= Judith Goetz =

Austrian literature and political science scholar (born 1983)

Judith Goetz (born June 10, 1983, in Vienna) is an Austrian literature and political science scholar, gender researcher, political illustrator and right-wing extremism expert.

== Life ==
Goetz studied Romance Studies, Comparative Literature and Political Science at the Klagenfurt, Vienna and Buenos Aires from 2001 to 2010. Her diploma thesis entitled "Books against Forgetting" was dedicated to Carinthian Slovenian literature on resistance and persecution in the context of Holocaust autobiography.

During her studies, Goetz was a consultant for feminist politics at the Federal Representation of the Austrian Students' Union. From 2012, she was a lecturer at the Graz, Klagenfurt, Salzburg and Vienna. In 2016/2017 she was a consultant for political education at the Green Education Workshop. From 2017 to 2021, Goetz was employed as a university assistant at the Chair of Didactics of Civic Education at the Center for Teacher Education at the University of Vienna, in 2022 she moved to the teaching and research area of social and extracurricular civic education at the Institute of Educational Science at the University of Innsbruck.

Her research focuses on feminist theory, gender-reflective perspectives on right-wing extremism, antifeminism, memorial politics, culture of remembrance and antisemitism. Among other things, she deals with girls' organizations, antifeminism among fraternities and the Turquoise-Blue Government, the gender images and policies of the Identitarians and the communication and media strategies of the Identitarians.
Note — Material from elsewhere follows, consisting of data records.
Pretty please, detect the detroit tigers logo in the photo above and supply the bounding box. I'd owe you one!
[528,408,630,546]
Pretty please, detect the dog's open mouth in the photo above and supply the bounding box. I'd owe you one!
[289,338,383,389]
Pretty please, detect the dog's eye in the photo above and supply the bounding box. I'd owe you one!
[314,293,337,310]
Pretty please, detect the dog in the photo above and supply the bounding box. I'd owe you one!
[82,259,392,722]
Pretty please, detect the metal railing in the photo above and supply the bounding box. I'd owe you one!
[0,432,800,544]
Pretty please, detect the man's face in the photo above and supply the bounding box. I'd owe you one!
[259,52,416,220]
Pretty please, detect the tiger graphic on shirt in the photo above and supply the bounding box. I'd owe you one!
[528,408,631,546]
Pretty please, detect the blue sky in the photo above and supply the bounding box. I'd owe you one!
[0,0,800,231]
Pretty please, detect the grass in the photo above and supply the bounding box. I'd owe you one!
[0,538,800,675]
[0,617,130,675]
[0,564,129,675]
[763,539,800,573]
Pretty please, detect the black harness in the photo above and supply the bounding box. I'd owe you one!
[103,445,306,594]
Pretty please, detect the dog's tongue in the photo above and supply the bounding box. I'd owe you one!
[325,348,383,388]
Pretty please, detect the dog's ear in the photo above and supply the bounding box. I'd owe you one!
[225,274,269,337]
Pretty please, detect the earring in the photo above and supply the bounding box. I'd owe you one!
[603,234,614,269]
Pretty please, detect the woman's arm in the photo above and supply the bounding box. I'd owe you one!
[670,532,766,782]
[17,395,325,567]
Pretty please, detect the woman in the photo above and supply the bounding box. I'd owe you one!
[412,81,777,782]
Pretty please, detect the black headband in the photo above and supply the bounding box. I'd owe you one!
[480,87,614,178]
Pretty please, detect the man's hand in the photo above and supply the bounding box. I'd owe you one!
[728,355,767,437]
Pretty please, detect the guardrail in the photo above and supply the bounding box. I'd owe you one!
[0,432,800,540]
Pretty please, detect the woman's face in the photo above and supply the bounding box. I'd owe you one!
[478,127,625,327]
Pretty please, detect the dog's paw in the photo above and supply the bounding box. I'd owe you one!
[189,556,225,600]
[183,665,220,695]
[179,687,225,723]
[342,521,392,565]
Goetz is a member of the editorial board of Context XXI and the LICRA (League against Racism and Anti-Semitism) and since 2018 also a member of the Austrian Society for Political Science. As a member of the Ideologies and Politics of Inequality Research Group (FIPU), she was involved in the book Right-Wing Extremism - Volume 1: Developments and Analysis published in 2014. In it, she took a critical look at the protests against the WKR Ball in Vienna under the title Ausgetanzt! in addition to the follow-up volumes from 2016 (Rechtsextremismus - Band 2: Prävention und politische Bildung) and 2019 (Rechtsextremismus - Band 3: Geschlechterreflektierte Perspektiven), Goetz is the author and (co-)editor of the fourth volume of the research group Rechtsextremismus - Band 4: Herausforderungen für den Journalismus. Together with Helga Amesberger, Brigitte Halbmayr and Dirk Lange, she also edited the 2021 anthology Continuities of the Stigmatization of 'Asociality': Perspectives of Socially Critical Political Education, for which she wrote several articles.

In 2004, Goetz ran as the KPÖ's top candidate in the Carinthian state elections.